French painter Xavier Hiquet recently saw ‘Om Shanti Om’ and with accented English and whirlwind gestures, he conveys his exuberant response to the film. “I enjoyed it! The colours, the 70’s sets, the music and Shahrukh Khan. I think, he is a very good man!’’ he says.
One can greet this effusive statement with superciliousness or indulgence but Xavier Hiquet needs neither. He travels through life with an open mind and a lot of curiosity. He reacts to everything. To the world and its bustling cities and bazaars, its people, its various cultures and when he cannot contain his joy, he paints.
His paintings are like random notes in the diary of a globe-trotter. They evoke restaurant menus, ticket stubs, pamphlets in exotic languages, posters in tropical colours, traffic signs and bill boards that fill up the senses of a traveller as he/she backpacks through undiscovered lands with wide eyes.
Pop art elevated to iconic heights by Andy Warhol has said tongue-in-cheek things about the world we live in and Xavier is possibly not the only artist to be inspired by the master. His art does not qualify for an intellectual examination but it is guileless, spontaneous and entertaining, a lot like the cinema he enjoys. It is a montage of images and colours and happy memories.

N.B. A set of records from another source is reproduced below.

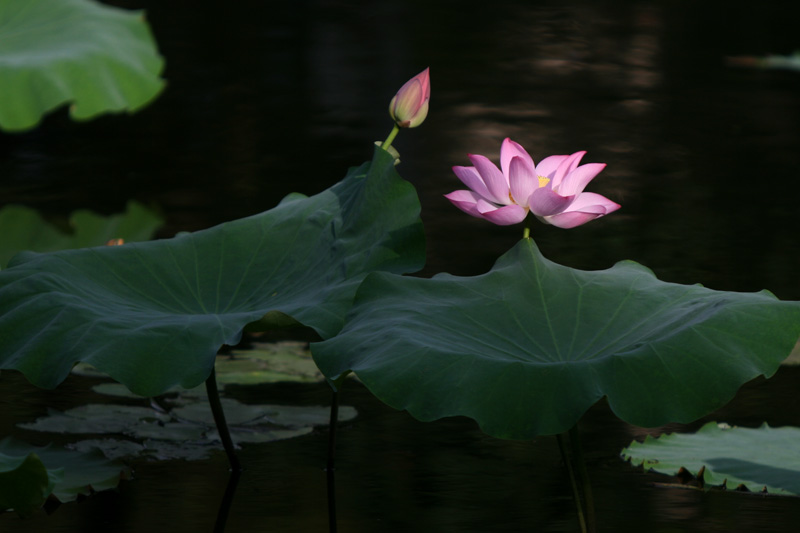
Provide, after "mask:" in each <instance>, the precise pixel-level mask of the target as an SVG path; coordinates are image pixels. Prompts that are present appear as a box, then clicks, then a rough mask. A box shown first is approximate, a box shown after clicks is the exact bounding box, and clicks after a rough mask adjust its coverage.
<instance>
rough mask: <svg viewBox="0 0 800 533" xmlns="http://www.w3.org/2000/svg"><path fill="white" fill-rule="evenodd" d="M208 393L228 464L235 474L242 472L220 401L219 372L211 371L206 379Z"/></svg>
mask: <svg viewBox="0 0 800 533" xmlns="http://www.w3.org/2000/svg"><path fill="white" fill-rule="evenodd" d="M206 392H207V393H208V403H209V404H210V405H211V413H212V414H213V415H214V423H215V424H216V425H217V433H219V438H220V440H221V441H222V446H223V447H224V448H225V453H226V454H227V455H228V463H229V464H230V467H231V470H232V471H234V472H239V471H241V469H242V467H241V465H240V464H239V459H238V458H237V457H236V451H235V446H234V444H233V440H232V439H231V433H230V431H229V430H228V424H227V423H226V422H225V411H223V410H222V403H221V402H220V400H219V390H218V389H217V372H216V370H213V369H212V370H211V375H210V376H208V379H206Z"/></svg>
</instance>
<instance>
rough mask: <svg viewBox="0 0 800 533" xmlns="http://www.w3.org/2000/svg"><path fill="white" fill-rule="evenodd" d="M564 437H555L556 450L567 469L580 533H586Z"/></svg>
mask: <svg viewBox="0 0 800 533" xmlns="http://www.w3.org/2000/svg"><path fill="white" fill-rule="evenodd" d="M570 433H571V431H570ZM565 435H566V433H559V434H558V435H556V438H557V439H558V449H559V451H560V452H561V458H562V459H563V460H564V466H566V467H567V475H568V476H569V484H570V486H571V487H572V497H573V499H574V500H575V509H576V510H577V511H578V524H579V525H580V528H581V533H587V529H586V519H585V518H584V516H583V504H582V503H581V493H580V490H579V489H578V482H577V480H576V479H575V470H574V468H573V466H572V458H571V457H570V453H569V451H567V445H566V443H565V440H566V439H565Z"/></svg>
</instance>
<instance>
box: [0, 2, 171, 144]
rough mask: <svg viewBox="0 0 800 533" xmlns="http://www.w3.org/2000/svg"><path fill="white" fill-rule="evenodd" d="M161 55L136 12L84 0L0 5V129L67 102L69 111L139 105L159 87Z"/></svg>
mask: <svg viewBox="0 0 800 533" xmlns="http://www.w3.org/2000/svg"><path fill="white" fill-rule="evenodd" d="M163 68H164V61H163V59H162V58H161V57H160V56H159V55H158V52H157V51H156V46H155V42H154V40H153V37H152V35H151V34H150V30H149V28H148V27H147V23H146V22H145V20H144V16H143V15H142V13H141V12H131V11H125V10H122V9H118V8H115V7H110V6H104V5H102V4H100V3H97V2H94V1H89V0H3V2H2V3H0V86H2V87H3V97H2V98H0V128H2V129H5V130H9V131H20V130H26V129H30V128H33V127H34V126H36V125H37V124H38V123H39V121H40V120H41V118H42V115H44V114H45V113H47V112H49V111H52V110H53V109H55V108H57V107H60V106H62V105H64V104H67V103H70V104H71V105H70V115H71V116H72V118H74V119H76V120H86V119H90V118H93V117H95V116H97V115H99V114H101V113H107V112H121V111H128V112H130V113H132V112H134V111H137V110H138V109H140V108H141V107H143V106H145V105H147V104H148V103H149V102H150V101H151V100H153V99H154V98H155V97H156V96H157V95H158V93H160V92H161V90H162V89H163V88H164V81H163V80H161V79H160V78H159V75H160V74H161V71H162V69H163Z"/></svg>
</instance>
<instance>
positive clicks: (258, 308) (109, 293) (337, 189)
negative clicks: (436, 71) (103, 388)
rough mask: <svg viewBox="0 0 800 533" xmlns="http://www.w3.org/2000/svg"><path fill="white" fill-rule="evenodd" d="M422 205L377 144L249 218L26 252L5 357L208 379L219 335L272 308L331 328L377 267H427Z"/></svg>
mask: <svg viewBox="0 0 800 533" xmlns="http://www.w3.org/2000/svg"><path fill="white" fill-rule="evenodd" d="M419 210H420V206H419V200H418V199H417V196H416V192H415V191H414V188H413V187H412V186H411V184H409V183H408V182H406V181H403V180H402V179H401V178H400V177H399V176H398V175H397V173H396V171H395V170H394V159H393V158H392V157H391V156H390V155H389V154H388V153H387V152H386V151H384V150H381V149H380V148H376V150H375V157H374V159H373V161H372V162H370V163H365V164H364V165H362V166H361V167H359V168H354V169H351V170H350V172H349V173H348V175H347V177H346V178H345V179H344V180H343V181H341V182H339V183H338V184H336V185H334V186H333V187H331V188H330V189H327V190H325V191H323V192H321V193H319V194H317V195H315V196H312V197H309V198H306V197H298V196H296V195H295V196H292V197H291V198H289V199H287V200H284V201H283V202H282V203H281V204H280V205H278V206H277V207H275V208H274V209H271V210H269V211H266V212H264V213H261V214H259V215H255V216H252V217H249V218H245V219H241V220H236V221H233V222H228V223H225V224H222V225H219V226H216V227H214V228H211V229H208V230H204V231H199V232H197V233H189V234H184V235H180V236H178V237H175V238H173V239H166V240H160V241H149V242H143V243H132V244H124V245H122V246H102V247H97V248H84V249H81V250H65V251H60V252H53V253H50V254H34V253H30V252H24V253H21V254H18V255H17V256H16V257H15V258H14V259H13V260H12V261H11V264H10V266H9V268H7V269H6V270H3V271H0V368H14V369H17V370H20V371H21V372H23V373H24V374H25V375H26V377H27V378H28V379H29V380H30V381H31V382H33V383H34V384H36V385H38V386H42V387H54V386H55V385H57V384H58V383H60V382H61V381H62V380H63V379H64V378H65V377H66V376H67V374H68V373H69V370H70V368H72V366H73V364H74V363H75V362H76V361H85V362H88V363H90V364H92V365H93V366H94V367H96V368H97V369H98V370H100V371H101V372H105V373H107V374H109V375H110V376H111V377H113V378H114V379H116V380H117V381H119V382H121V383H123V384H125V385H126V386H127V387H128V388H129V389H131V390H132V391H133V392H136V393H137V394H140V395H142V396H154V395H157V394H159V393H161V392H163V391H165V390H167V389H168V388H170V387H171V386H173V385H176V384H180V385H181V386H182V387H184V388H192V387H194V386H196V385H198V384H199V383H201V382H202V381H204V380H205V379H206V378H207V377H208V375H209V374H210V372H211V369H212V368H213V366H214V359H215V356H216V353H217V350H218V349H219V347H220V346H221V345H222V344H230V345H233V344H236V343H237V342H238V341H239V339H240V338H241V332H242V329H243V328H244V326H245V325H248V324H250V323H253V322H255V321H259V320H260V319H261V318H262V317H264V316H265V315H267V313H268V312H273V311H277V312H278V314H280V315H281V316H286V315H288V316H290V317H292V318H294V319H295V320H297V321H299V322H300V323H302V324H304V325H306V326H308V327H311V328H313V329H314V330H316V331H317V333H319V335H320V336H321V337H322V338H327V337H330V336H331V335H334V334H336V333H337V332H338V331H339V330H340V329H341V327H342V325H343V323H344V316H345V313H346V312H347V310H348V309H349V307H350V305H351V303H352V300H353V296H354V294H355V290H356V288H357V287H358V285H359V283H360V282H361V281H362V280H363V278H364V276H366V274H367V273H368V272H370V271H373V270H386V271H391V272H408V271H413V270H417V269H419V268H421V266H422V264H423V263H424V235H423V232H422V223H421V221H420V220H419ZM272 314H273V313H271V314H270V316H272ZM267 322H269V321H267ZM260 325H261V326H263V327H268V326H269V325H270V324H269V323H266V324H260Z"/></svg>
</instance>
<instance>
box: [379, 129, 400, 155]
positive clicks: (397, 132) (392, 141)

Xavier was in Bangalore some time back to showcase his works, ‘Voyages’ and his paintings displayed on the stucco walls of the restaurant revealed his eye for leaping stimuli and also the imprint of advertising symbolism. His India impressions were conveyed with Aishwarya Rai’s visage, Bollywood and kitch art found in trucks and autos.
The Australian Outback was summed up with images of Flying Doctors and Kangaroos and beer cans. There were similar painted postcards from Lisbon, Kyoto, Shanghai, Kenya, Maldives. Did the wander lust come first or the art? He says, “Travelling is just a pretext to paint and vice versa. I like both. For me, a place is a visual thing and I respond visually to it. I work in an advertising company so I am sensitive to symbols and they find their way in my work. There are things which are typical to a place. I filter them through a modern viewpoint and paint them. For instance, Shanghai can be summed up by painting a simple rice bowl. Of course, Warhol is the master and everyone is influenced by him but am also influenced by abstract painters and the Impressionists. My art is about communicating creatively.’’
Of his India experience, he says, “I travelled through Kerala, Chennai, Mumbai, Pondicherry. India is full of colours and life. Even the light is different here. The sun sets earlier here than it does in Europe. India has everything. Silence and bustle. And of course, the films! I have watched ‘Monsoon Wedding’, ‘Lagaan’. Satyajit Ray is very big in France. I like Shahrukh's acting and everyone knows about Aishwarya Rai! In India, each place is different from another. It’s a big country with many small countries inside it. It will take me a long time to know it fully.’’ Till then Xavier Hiquet will continue to paint.